W Zadzimiu pod Poddębicami realizowane są konsultacje społeczne związane z planami przekształcenia SPZOZ w placówkę niepubliczną. Sprawa budzi ogromne emocje wśród mieszkańców.
Niektórzy uważają, iż przekształcenie jest dobrym posunięciem. Inni z kolei są przeciwni, aby w ich miejscowości działał NZOZ.
Jakie są różnice między SPZOZ a NZOZ?
SPZOZ – czym jest?
Samodzielny Publiczny Zakład Opieki Zdrowotnej, czyli w uproszczeniu SPZOZ, to państwowa przychodnia, którą tworzą takie podmioty jak wojewoda, czy samorząd terytorialny. Z oferty takiej placówki mogą korzystać wszystkie ubezpieczone osoby, a także studenci, uczniowie, emeryci i renciści, czy też rolnicy. Ta przychodnia, która działa na podstawie umowy z NFZ, czyli Narodowym Funduszem Zdrowia, świadczy usługi medyczne nieodpłatnie i stawia duży nacisk na kompetencje lekarzy. Niestety budżet, jakim dysponuje NFZ, nie jest aż tak zasobny, dlatego lekarze nierzadko muszą się do niego podporządkowywać. Skutkuje to tym, iż udając się do państwowej przychodni, pacjenci często muszą czekać w długich kolejkach już przy rejestracji.
Co to znaczy NZOZ?
Poza SPZOZ działają również inne placówki. Niepubliczny Zakład Opieki Zdrowotnej to przychodnia, która jest powoływana przez pracodawców, osoby fizyczne i prawne, stowarzyszenia, fundacje, czy też spółki. Z jej usług może korzystać każdy, bez względu na to, czy ma skierowanie, czy też nie. Nie ma znaczenia również to, czy jesteś ubezpieczony, ponieważ za poszczególne usługi obowiązuje określona opłata. Tego typu placówki nie mają ograniczonego budżetu, jak placówki SPZOZ, dlatego też mogą zaoferować znacznie więcej swoim pacjentom. Warto jednak pamiętać, iż z wielu świadczeń można skorzystać nieodpłatnie także w NZOZ pod warunkiem, iż pacjent posiada ubezpieczenie, a Fundusz ma podpisaną umowę z placówką niepubliczną czy osobą wykonującą zawód medyczny lub grupową praktykę lekarską i pielęgniarską.

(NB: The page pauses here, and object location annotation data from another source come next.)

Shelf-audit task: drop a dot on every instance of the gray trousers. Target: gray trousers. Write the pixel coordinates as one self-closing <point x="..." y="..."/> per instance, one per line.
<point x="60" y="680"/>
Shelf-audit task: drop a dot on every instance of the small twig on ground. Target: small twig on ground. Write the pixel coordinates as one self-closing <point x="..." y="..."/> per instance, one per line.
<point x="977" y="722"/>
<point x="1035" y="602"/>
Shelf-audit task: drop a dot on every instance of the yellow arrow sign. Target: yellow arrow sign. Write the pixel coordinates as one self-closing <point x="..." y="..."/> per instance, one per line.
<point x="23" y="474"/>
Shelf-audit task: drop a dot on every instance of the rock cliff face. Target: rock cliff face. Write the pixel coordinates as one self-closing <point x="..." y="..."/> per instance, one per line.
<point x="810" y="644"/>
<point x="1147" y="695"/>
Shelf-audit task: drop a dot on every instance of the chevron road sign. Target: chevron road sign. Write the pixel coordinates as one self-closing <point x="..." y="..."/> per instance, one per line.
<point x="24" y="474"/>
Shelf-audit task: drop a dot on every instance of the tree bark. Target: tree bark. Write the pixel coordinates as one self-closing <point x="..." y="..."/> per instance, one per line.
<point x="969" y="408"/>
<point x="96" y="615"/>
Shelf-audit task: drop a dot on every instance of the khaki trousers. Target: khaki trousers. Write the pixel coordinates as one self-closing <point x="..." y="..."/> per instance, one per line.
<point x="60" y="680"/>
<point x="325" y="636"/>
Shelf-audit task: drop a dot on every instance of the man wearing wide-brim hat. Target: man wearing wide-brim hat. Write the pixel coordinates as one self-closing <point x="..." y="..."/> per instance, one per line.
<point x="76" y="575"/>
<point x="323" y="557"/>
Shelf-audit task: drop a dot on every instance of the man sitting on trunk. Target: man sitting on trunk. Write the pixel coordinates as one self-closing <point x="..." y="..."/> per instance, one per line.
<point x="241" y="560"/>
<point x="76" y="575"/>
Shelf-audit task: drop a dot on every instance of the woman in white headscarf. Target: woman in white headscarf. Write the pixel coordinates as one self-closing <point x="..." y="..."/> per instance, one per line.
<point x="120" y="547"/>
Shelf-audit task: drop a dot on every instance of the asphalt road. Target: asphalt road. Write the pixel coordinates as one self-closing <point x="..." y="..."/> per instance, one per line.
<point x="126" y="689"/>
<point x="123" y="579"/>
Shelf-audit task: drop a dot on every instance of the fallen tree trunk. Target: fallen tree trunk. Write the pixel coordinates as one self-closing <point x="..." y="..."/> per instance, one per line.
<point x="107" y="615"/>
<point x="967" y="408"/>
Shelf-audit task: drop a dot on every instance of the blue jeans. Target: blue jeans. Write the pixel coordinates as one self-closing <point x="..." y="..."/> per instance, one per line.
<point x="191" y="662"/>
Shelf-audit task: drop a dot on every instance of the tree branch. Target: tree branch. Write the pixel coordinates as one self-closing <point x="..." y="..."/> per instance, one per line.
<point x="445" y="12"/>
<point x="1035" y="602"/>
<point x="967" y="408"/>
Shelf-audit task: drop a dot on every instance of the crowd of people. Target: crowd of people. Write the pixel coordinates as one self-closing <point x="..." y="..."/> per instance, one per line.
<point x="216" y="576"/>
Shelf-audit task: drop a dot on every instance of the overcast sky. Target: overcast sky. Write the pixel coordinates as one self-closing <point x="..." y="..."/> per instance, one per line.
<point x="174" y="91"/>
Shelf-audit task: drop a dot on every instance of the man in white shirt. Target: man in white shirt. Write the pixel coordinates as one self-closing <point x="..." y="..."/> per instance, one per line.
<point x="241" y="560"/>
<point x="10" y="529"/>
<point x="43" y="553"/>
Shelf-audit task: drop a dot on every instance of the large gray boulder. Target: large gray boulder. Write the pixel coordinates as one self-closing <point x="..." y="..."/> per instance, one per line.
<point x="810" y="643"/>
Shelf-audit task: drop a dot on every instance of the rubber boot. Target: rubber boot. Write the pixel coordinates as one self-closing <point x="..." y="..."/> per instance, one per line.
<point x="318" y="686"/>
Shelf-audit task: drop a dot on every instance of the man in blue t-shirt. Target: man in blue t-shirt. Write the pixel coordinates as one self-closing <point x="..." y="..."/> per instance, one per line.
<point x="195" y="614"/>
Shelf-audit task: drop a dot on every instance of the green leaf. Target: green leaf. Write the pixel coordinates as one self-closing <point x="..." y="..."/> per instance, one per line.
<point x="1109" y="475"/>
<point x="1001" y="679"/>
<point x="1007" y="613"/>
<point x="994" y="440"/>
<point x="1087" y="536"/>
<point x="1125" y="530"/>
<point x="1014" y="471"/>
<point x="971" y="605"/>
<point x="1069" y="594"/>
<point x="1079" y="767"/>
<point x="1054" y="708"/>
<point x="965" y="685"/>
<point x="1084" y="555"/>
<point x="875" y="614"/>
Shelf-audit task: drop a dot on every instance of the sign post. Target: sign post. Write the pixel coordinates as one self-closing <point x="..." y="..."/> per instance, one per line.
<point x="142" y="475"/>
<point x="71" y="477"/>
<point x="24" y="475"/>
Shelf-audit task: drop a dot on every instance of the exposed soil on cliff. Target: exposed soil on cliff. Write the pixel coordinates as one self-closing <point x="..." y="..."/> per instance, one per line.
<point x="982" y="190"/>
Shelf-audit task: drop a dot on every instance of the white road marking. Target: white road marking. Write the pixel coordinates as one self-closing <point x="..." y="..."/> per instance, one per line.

Dyskusja o przychodni w Zadzimiu rozgorzała też po naszym artykule w którym pisaliśmy o rozpoczętym śledztwie prokuratury. Przypomnijmy, iż jedna z pacjentek oskarża lekarza o to, iż wystawienie recepty miał powiązać z otrzymaniem od kobiety jej roznegliżowanego zdjęcia.
Jak się dowiedzieliśmy, środowisko lekarskie w przychodni nie wierzy, iż mogło dojść do takiej bulwersującej sytuacji. Zaskoczona oskarżeniem jest też Teresa Kaźmierczak, kierownik ZOZ-u w Zadzimiu.
Prokuratura wszczęła śledztwo po zawiadomieniu pacjentki, a sprawa dot. konkretnego paragrafu – chodzi o czyn z art. 228, paragraf 4 kk. „Karze podlega także ten, kto, w związku z pełnieniem funkcji publicznej, uzależnia wykonanie czynności służbowej od otrzymania korzyści majątkowej lub osobistej albo jej obietnicy lub takiej korzyści żąda”.
Wciąż czekamy na komentarz kierownik ZOZ w Zadzimiu. Z wójtem, Krzysztofem Woźniakiem, nie udało nam się porozmawiać.